6/ Il est sud-américain. Là-bas, il y a 40 % de catholiques. Ah oui, c'est vrai, il y a 1,2 milliards d’attardés qui se déclarent encore catholiques, nombre en progression, mais il n'y a qu'en Europe qu'on ne le sait pas. Car le vrai changement n'est pas dans ce que le pape est sud-américain, c'est qu'il n'est plus européen. A bien y réfléchir, en effet, Benoît XVI aura été le dernier pape "européen". Pas seulement par sa nationalité, mais par son ambition culturelle, et sa volonté de ré-évangéliser le continent, son désir de conserver des racines européennes au catholicisme (non, je ne parle pas des racines catholiques de l'Europe, même si le parallélisme des formes - le chiasme, me dit-on en régie - n'est pas anodin). Mais de même que ce continent démissionne en tout, il démissionne aussi en catholicisme. Voici la première prise de pouvoir de l'émergence : elle a lieu non au FMI, non à l'ONU, non au G20, institutions déjà dépassées, mais dans une "institution" pérenne, puisqu'elle a 2000 ans (1980, pour être tout à fait exact), la papauté. Voilà qui est moderne (doncbien, selon les canons du temps : il faudrait donc dire "voilà qui est adapté). Mais quand on sait que catholique signifie "universel", il est assez logique que l’Église montre le chemin de la mondialisation.

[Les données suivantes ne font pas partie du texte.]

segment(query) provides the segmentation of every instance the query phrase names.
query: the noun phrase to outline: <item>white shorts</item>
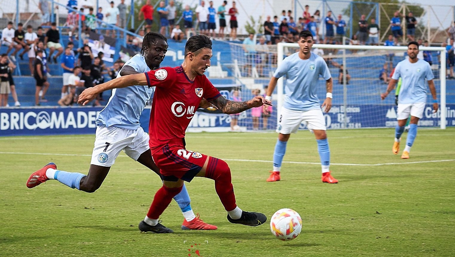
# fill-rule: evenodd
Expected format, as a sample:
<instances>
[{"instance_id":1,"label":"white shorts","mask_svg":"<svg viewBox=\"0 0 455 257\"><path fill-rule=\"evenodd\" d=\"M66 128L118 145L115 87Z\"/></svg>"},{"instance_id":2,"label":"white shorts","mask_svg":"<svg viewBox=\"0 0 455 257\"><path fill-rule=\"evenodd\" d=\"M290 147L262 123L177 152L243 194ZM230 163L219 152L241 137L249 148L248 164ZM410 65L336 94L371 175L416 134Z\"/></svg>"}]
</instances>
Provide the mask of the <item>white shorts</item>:
<instances>
[{"instance_id":1,"label":"white shorts","mask_svg":"<svg viewBox=\"0 0 455 257\"><path fill-rule=\"evenodd\" d=\"M70 84L70 76L72 73L70 73L69 72L64 72L63 73L63 85L67 86Z\"/></svg>"},{"instance_id":2,"label":"white shorts","mask_svg":"<svg viewBox=\"0 0 455 257\"><path fill-rule=\"evenodd\" d=\"M414 104L399 104L397 109L397 119L406 119L411 116L422 119L425 109L425 103L415 103Z\"/></svg>"},{"instance_id":3,"label":"white shorts","mask_svg":"<svg viewBox=\"0 0 455 257\"><path fill-rule=\"evenodd\" d=\"M325 119L321 109L308 111L294 111L282 107L277 132L282 134L297 133L302 121L307 124L308 129L326 130Z\"/></svg>"},{"instance_id":4,"label":"white shorts","mask_svg":"<svg viewBox=\"0 0 455 257\"><path fill-rule=\"evenodd\" d=\"M90 164L111 167L122 150L131 159L137 161L141 154L150 149L148 140L148 134L141 127L133 130L98 126Z\"/></svg>"}]
</instances>

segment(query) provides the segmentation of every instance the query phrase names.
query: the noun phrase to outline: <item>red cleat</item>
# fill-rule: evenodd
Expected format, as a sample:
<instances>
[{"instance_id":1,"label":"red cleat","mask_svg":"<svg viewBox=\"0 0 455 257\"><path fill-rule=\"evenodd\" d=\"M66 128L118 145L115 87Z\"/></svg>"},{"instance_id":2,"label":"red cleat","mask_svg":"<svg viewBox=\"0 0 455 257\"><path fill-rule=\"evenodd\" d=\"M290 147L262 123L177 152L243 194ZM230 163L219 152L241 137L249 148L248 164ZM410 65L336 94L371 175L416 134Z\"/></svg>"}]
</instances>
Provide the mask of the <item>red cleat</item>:
<instances>
[{"instance_id":1,"label":"red cleat","mask_svg":"<svg viewBox=\"0 0 455 257\"><path fill-rule=\"evenodd\" d=\"M321 180L322 182L324 183L329 183L330 184L334 184L335 183L338 183L338 180L337 180L334 178L333 177L330 175L330 172L324 172L322 173L322 177L321 178Z\"/></svg>"},{"instance_id":2,"label":"red cleat","mask_svg":"<svg viewBox=\"0 0 455 257\"><path fill-rule=\"evenodd\" d=\"M280 177L280 172L279 171L271 171L270 176L267 178L268 182L273 182L274 181L278 181L281 178Z\"/></svg>"},{"instance_id":3,"label":"red cleat","mask_svg":"<svg viewBox=\"0 0 455 257\"><path fill-rule=\"evenodd\" d=\"M49 168L57 169L57 165L54 163L49 163L41 169L32 173L27 180L27 187L32 188L49 180L49 179L46 177L46 171Z\"/></svg>"},{"instance_id":4,"label":"red cleat","mask_svg":"<svg viewBox=\"0 0 455 257\"><path fill-rule=\"evenodd\" d=\"M196 230L210 230L218 228L216 226L207 224L202 219L199 218L201 216L199 213L196 214L196 217L194 218L191 221L187 221L187 220L183 220L183 223L182 224L182 229L194 229Z\"/></svg>"}]
</instances>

7/ Dernier point, son âge. Il a 76 ans (soit l'âge de Benoît XVI lors de son élection) et une santé fragile, puisqu'il vit depuis vingt ans avec un poumon en moins. Autrement dit, c’est un pape non pas de transition, mais qui devrait avoir un règne assez court et qui devrait prendre exemple sur son prédécesseur, qui renonça.

Comme on dit à la télé, "voilà ce qu'on pouvait dire ce soir sur ce sujet". Pas sûr que ça fasse avancer le schmilblick. Pas sûr que ce soit très original. Pas sûr que ce soit très vrai. Peu importe, au fond : habemus papam : bienvenue, François 1er.

Ref : la bio du cardinal Bergoglio, publiée il y a cinq jours, et pour cela fort intéressante.